Minister assures no link to immigration
Auckland, August 27, 2020
Overstayers have been advised to undergo Covid-19 tests without fear of ‘any repercussions.’
Many of them have been contacting us since the novel Coronavirus entered New Zealand on February 28, 2020, asking us if they would be ‘exposing themselves’ to the authorities.
Health Minister Chris Hipkins encouraged them to go ahead and get themselves tested, promising that none of their details will be used for immigration purposes.
No joining dots
“I want to make it absolutely clear that if people are here on an expired visa, they can go and get a test. We will not join those two dots together. Regardless of your personal circumstances, if you are asked to get a test or you are in that group that is at greater risk, please get the test. We will not use that information to punish you in some other way and I cannot state that enough,” he said during a press briefing on August 26, 2020.
Immigration Minister Kris Faafoi reiterated that assurance, saying that the government had taken the decision to allay the fears of people.
“We want to encourage people, especially in the Pacific community to go and get a test, because that is the predominant community being affected in Auckland at the moment. So, if there is any fear that Immigration might take any action on them as a result of taking a Covid test, it will not happen. People did not need to have a National Health Index number in order to get a test,” he said.
The plight of overstayers
Most overstayers lead a life of uncertainty and do not move about freely.

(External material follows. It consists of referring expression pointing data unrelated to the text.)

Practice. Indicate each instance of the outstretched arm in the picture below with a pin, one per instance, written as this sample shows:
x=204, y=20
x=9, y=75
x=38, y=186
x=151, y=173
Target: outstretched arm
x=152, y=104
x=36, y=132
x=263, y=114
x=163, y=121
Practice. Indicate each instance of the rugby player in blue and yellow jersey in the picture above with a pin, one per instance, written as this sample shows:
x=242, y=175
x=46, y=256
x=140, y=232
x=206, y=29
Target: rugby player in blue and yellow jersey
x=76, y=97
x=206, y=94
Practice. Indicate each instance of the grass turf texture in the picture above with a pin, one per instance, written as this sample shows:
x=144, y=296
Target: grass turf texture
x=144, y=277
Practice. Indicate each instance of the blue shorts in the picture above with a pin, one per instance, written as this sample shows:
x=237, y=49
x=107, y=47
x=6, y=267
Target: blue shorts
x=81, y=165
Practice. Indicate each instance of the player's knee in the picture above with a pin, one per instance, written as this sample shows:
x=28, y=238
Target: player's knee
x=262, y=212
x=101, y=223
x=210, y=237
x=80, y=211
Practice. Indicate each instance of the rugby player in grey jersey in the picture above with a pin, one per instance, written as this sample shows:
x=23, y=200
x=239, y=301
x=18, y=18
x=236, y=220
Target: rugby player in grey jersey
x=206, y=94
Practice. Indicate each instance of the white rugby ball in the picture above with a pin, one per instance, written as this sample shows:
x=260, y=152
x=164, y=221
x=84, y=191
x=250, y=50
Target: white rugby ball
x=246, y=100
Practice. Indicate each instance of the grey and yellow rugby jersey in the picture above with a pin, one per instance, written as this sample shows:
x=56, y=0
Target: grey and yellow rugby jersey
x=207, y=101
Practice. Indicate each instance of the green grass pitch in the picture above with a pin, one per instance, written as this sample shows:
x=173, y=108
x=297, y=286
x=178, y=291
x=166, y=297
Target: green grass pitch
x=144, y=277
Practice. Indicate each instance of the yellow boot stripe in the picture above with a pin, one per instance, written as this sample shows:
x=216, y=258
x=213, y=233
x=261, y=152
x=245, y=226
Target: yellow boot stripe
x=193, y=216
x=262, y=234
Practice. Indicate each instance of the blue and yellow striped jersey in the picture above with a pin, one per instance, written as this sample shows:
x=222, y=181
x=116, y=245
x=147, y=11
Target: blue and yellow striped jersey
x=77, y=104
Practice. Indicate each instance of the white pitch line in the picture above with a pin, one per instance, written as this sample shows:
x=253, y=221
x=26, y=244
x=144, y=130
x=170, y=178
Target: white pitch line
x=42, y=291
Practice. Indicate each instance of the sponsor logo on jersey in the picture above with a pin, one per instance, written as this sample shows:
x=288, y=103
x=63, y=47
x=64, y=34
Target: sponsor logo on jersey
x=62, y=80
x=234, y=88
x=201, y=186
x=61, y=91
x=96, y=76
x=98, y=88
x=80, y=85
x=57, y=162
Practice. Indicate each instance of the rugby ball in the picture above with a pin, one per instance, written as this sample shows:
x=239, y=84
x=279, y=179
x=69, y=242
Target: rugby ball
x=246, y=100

The number of overstayers is anyone’s guess but it is understood that people of Indian origin are significantly represented in this segment of New Zealand’s population.
Thousands of people have gained legal status- with work visas later converted to permanent residency and citizenship over the last 25 years.

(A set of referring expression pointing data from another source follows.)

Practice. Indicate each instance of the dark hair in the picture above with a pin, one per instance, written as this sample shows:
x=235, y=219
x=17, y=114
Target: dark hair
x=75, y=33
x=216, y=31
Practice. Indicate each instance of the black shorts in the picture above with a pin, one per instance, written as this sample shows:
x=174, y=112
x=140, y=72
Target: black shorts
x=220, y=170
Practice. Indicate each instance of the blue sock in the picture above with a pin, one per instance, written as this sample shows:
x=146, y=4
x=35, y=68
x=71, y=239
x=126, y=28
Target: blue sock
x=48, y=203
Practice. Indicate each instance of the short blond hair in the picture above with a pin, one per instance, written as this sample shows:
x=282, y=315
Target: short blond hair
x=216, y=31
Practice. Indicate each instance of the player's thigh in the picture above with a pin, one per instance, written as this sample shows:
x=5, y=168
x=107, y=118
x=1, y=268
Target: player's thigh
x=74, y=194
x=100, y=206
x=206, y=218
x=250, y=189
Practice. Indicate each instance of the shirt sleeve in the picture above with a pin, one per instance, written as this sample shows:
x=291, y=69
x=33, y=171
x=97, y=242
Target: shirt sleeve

In most cases, perseverance has paid.
Almost 20 years ago, the Helen Clark government offered amnesty to ‘well-settled overstayers,’ providing them an opportunity to legalise their status.
The quarantine process
On a related note, Director-General of Health Dr Ashley Bloomfield has given assured people who test positive for Covid-19 are not moved into managed isolation and quarantine facilities immediately.
“The first priority would be to find out who their close contacts were and to isolate and test them. Health officials will then work to move people to quarantine facilities but people are given ample opportunity to get their affairs in order first. There is no suddenly a van arrives at someone’s house and carts people off. That is not how the process works,” he said.
Officials help people to ensure their income or welfare needs are met during their stay in quarantine, as well as sorting care for pets, he added.